Saturday, March 22, 2008

Christ rising in darkness

I enjoyed another day of quiet solitude in which to prepare for the Vigil and for tomorrow. With the sun shining for most of the day, it was very pleasant. I just out for an hour, just to shop and realised just how busy it was away from the tranquility of Queen Anne Square.

I set out an hour and a half early to get the church ready for the Vigil, only to be thwarted in obtaining access by car, as Westgate Street, next to the Stadium was closed off. I'd forgotten there was a Rugby tournament all day. It took me quite a while to extract myself from the congested traffic and find a parking place adjacent to City Hall. This meant that I had to carry the garden bucket to be used for the Easter fire, plus a sheaf of papers, unflied, and unprotected from the spotting rain, an extra four hundred yards down to the church. As I arrived spectators were starting to drift out of the stadium and through the city centre to find their buses and cars and get themselves home. By this time it was starting to get dark, then the handful of people arrived for the Vigil.

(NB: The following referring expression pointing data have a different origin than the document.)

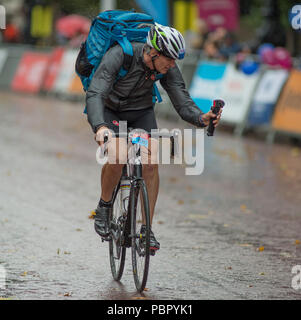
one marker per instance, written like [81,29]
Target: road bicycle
[130,209]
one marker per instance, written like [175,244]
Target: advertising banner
[158,9]
[54,68]
[3,57]
[266,95]
[237,90]
[206,83]
[76,87]
[287,115]
[219,13]
[30,72]
[66,73]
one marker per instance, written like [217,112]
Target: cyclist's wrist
[100,126]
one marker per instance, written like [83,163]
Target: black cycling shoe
[154,244]
[101,221]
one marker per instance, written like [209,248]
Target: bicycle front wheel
[140,214]
[117,248]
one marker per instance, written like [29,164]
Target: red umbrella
[71,25]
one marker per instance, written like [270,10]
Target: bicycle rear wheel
[117,248]
[140,214]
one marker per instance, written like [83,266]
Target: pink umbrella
[71,25]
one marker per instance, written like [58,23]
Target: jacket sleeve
[174,85]
[101,85]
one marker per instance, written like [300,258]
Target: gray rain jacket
[134,91]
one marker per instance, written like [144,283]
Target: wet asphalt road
[231,233]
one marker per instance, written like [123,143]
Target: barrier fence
[268,100]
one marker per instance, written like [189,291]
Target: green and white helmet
[167,41]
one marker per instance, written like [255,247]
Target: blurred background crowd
[254,27]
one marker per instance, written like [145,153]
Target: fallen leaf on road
[243,207]
[197,216]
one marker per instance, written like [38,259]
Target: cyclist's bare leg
[112,170]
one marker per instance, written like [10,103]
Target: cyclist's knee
[117,151]
[150,154]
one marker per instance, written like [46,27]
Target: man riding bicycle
[130,99]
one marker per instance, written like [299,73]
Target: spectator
[201,36]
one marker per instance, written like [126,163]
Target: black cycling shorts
[140,119]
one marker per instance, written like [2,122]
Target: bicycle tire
[117,249]
[140,252]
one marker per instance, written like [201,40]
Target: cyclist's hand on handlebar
[207,116]
[99,136]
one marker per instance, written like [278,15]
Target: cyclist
[130,99]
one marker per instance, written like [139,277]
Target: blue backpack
[107,29]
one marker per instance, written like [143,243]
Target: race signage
[287,115]
[236,90]
[266,95]
[206,84]
[30,73]
[221,13]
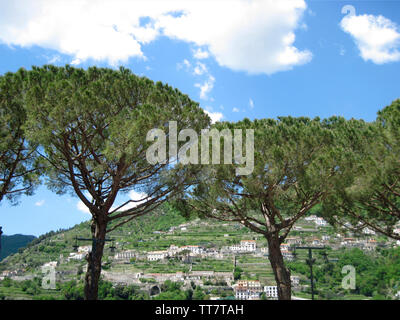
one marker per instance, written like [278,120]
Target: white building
[325,238]
[50,264]
[320,222]
[156,255]
[271,291]
[195,250]
[369,231]
[247,290]
[125,255]
[295,280]
[245,246]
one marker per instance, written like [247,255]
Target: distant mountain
[11,244]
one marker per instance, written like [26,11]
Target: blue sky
[237,58]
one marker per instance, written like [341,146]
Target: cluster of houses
[187,277]
[80,253]
[319,222]
[244,246]
[365,244]
[252,289]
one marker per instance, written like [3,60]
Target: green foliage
[13,244]
[369,194]
[19,164]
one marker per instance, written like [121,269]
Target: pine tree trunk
[281,273]
[94,257]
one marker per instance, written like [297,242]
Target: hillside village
[196,253]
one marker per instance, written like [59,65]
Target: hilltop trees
[19,164]
[295,165]
[370,195]
[91,125]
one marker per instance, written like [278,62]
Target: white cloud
[200,69]
[206,87]
[201,54]
[81,207]
[377,37]
[39,203]
[251,103]
[244,35]
[184,64]
[215,116]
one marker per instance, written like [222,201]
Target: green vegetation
[12,244]
[377,274]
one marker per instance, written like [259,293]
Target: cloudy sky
[237,58]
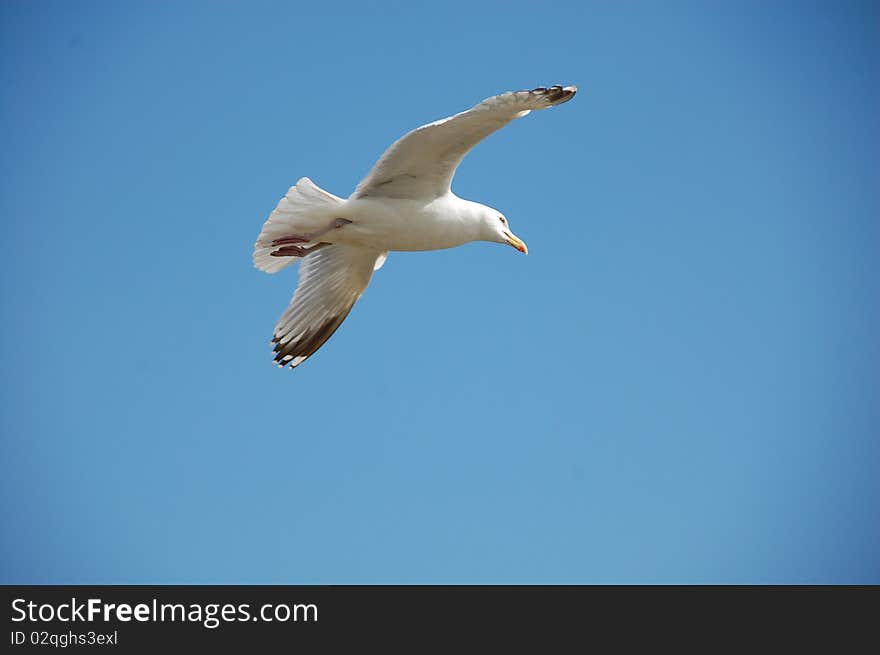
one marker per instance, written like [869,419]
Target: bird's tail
[305,208]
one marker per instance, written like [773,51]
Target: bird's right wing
[422,163]
[331,280]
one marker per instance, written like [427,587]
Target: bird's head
[497,229]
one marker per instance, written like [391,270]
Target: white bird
[404,203]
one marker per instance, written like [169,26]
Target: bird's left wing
[422,163]
[331,280]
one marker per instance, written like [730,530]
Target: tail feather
[305,208]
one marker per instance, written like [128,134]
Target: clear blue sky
[678,384]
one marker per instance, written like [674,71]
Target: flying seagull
[404,203]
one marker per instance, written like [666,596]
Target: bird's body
[405,203]
[409,225]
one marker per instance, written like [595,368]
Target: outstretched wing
[330,282]
[422,163]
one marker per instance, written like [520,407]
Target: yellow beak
[517,243]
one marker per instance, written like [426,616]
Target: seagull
[405,203]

Our Easter ceremony is simple, and informal, kindling and blessing the fire (twigs and ferns from the Vicarage garden), lighting and processing with the Paschal Candle, singing the Paschal Proclamation and reading John's resurrection Gospel, renewing baptismal vows, singing the Te Deum, and departing with a blessing. There were eight of the stalwarts present. It was a quiet reflective occasion, and reminded me of similar Easter Eves back in Geneva, just half a dozen or so people, gathering in a church porch on a noisy busy street, with a draught of air and a smoky uncontrollable fire. Such a contrast to the morning that follows, and to the big cathedral events that follow much the same form. It means so much to me that could imagine being there on my own doing it if I had no takers. But there are always a few for whom this represents something wonderfully special.